A research team from Sookmyung Women's University's Department of Intelligent Electronic Systems has revealed a new physical mechanism that explains the observation principle of 'interlayer excitons' formed in two-dimensional semiconductors through the application of electric fields. Interlayer excitons, which are created when electrons and holes exist in different layers of a two-dimensional semiconductor, are essential for future optoelectronic devices and quantum information technologies. However, their optical interaction is weak, making them difficult to observe optically due to their separation across layers.

The research team conducted precise measurements of the optical spectrum while applying an electric field to a two-layer structure of tungsten diselenide (WSe2), a two-dimensional semiconductor material. They discovered that the typically weak signals from interlayer excitons became stronger with increasing electric field strength. Previous studies had explained this phenomenon through the hybridization of two types of exciton states, but the team determined that this explanation was insufficient to account for their experimental results.

By combining density functional theory (DFT) calculations and exciton modeling, the research team proposed a new mechanism that involves the movement of the wave function of holes from one layer to another in an applied electric field, forming quantum superposition states with interlayer excitons.
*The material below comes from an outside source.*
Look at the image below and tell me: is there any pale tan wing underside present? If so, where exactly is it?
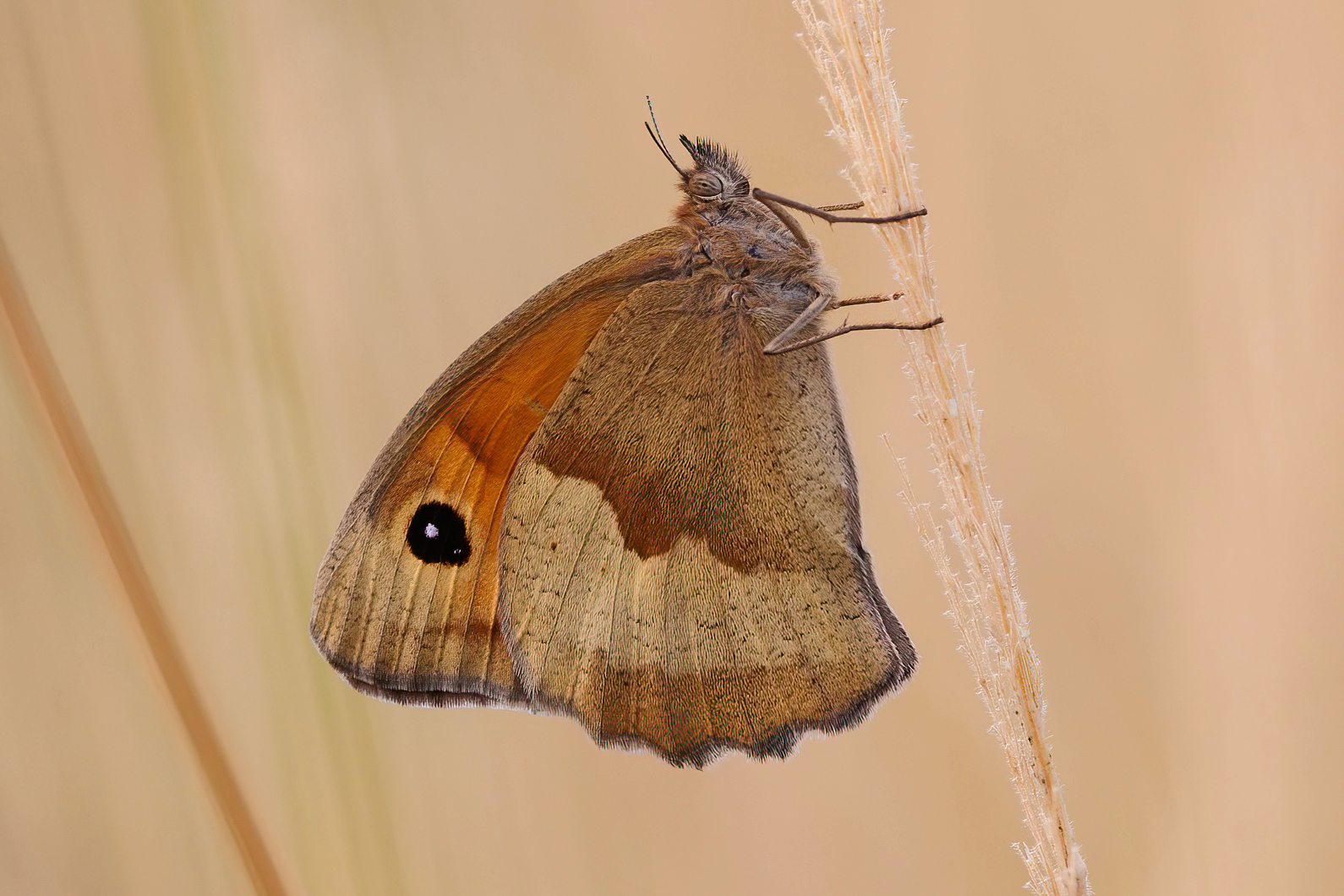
[310,227,686,705]
[503,278,915,764]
This process amplifies the interaction with light, transforming the originally dark interlayer excitons into a brighter state. The team’s calculations suggested that the mechanism of hole movement accounts for the increase in brightness of interlayer excitons, diminishing the previously regarded significance of exciton hybridization in this context. This study marks an important step in understanding the optical properties of interlayer excitons in two-dimensional semiconductors.